One site has Swanigan going 45th to the Houston Rockets. Another has the Rockets selecting him 40th overall, while a third I perused didn’t list Swanigan at all.

Even with the ongoing infusion of foreign players into the NBA, it’s hard to imagine there are 39 players better.

Swanigan’s habit of turning the ball over — he ranks first among Boilermakers with 3.5 per game — is apparently largely responsible for NBA scouts not being completely sold.

It’s the one area Swanigan, a relentless rebounder who during the offseason reshaped his body while adding a dependable 3-point shooting stroke, needs to fix.

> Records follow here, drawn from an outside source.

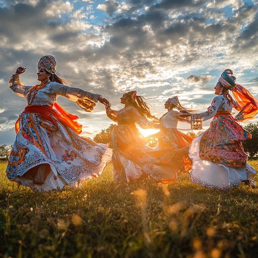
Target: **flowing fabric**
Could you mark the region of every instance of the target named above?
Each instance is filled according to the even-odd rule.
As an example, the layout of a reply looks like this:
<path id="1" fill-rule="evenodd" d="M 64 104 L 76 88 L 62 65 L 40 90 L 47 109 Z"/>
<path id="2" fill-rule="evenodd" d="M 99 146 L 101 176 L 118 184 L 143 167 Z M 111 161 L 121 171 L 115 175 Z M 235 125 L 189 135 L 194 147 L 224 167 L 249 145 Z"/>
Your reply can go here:
<path id="1" fill-rule="evenodd" d="M 158 145 L 155 148 L 163 151 L 163 158 L 169 161 L 178 175 L 189 171 L 191 168 L 191 160 L 188 154 L 192 138 L 177 130 L 177 117 L 180 114 L 172 109 L 160 118 L 160 131 L 157 134 Z"/>
<path id="2" fill-rule="evenodd" d="M 70 127 L 78 135 L 82 133 L 83 126 L 76 121 L 76 119 L 79 118 L 78 116 L 68 113 L 56 102 L 54 103 L 53 107 L 56 111 L 49 106 L 30 105 L 25 107 L 24 112 L 25 113 L 36 113 L 39 114 L 46 120 L 51 121 L 56 126 L 56 120 L 53 118 L 54 117 L 56 120 Z M 19 130 L 19 122 L 20 118 L 18 118 L 15 123 L 15 132 L 16 134 L 17 134 Z"/>
<path id="3" fill-rule="evenodd" d="M 153 127 L 153 123 L 133 106 L 111 113 L 118 121 L 112 134 L 115 181 L 126 179 L 130 182 L 148 177 L 164 183 L 174 180 L 176 176 L 175 170 L 167 160 L 161 158 L 162 152 L 146 146 L 147 141 L 141 136 L 136 125 L 137 123 L 147 128 Z"/>
<path id="4" fill-rule="evenodd" d="M 37 89 L 23 85 L 17 75 L 10 80 L 10 87 L 31 103 L 16 123 L 16 138 L 6 169 L 10 180 L 48 191 L 66 185 L 80 187 L 83 181 L 101 175 L 112 150 L 79 136 L 82 125 L 78 116 L 56 103 L 61 95 L 76 103 L 88 101 L 93 107 L 98 95 L 55 82 Z M 33 94 L 29 94 L 30 90 Z"/>
<path id="5" fill-rule="evenodd" d="M 247 163 L 247 155 L 241 144 L 251 135 L 230 115 L 232 106 L 221 94 L 214 98 L 207 111 L 198 114 L 203 120 L 213 119 L 210 127 L 195 138 L 190 146 L 193 182 L 209 188 L 230 189 L 256 175 Z"/>
<path id="6" fill-rule="evenodd" d="M 235 88 L 236 91 L 233 90 L 232 92 L 235 100 L 241 108 L 235 119 L 242 121 L 254 118 L 258 113 L 258 99 L 239 84 L 236 84 Z"/>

It won’t happen in West Lafayette. At least not next season.

Swanigan is as good as gone when the 2016-17 campaign wraps up, which means the best way for him to enhance his draft status is to throw the Boilermakers on those broad shoulders of his and carry them deep into March.

Possibly even early April.

Given Purdue’s laughable NCAA tournament lineage and the fact just last season it faded down the stretch against mighty Arkansas-Little Rock before losing in double overtime, no one should hold their breath waiting for this to happen.

Still, Caleb Swanigan is more than capable.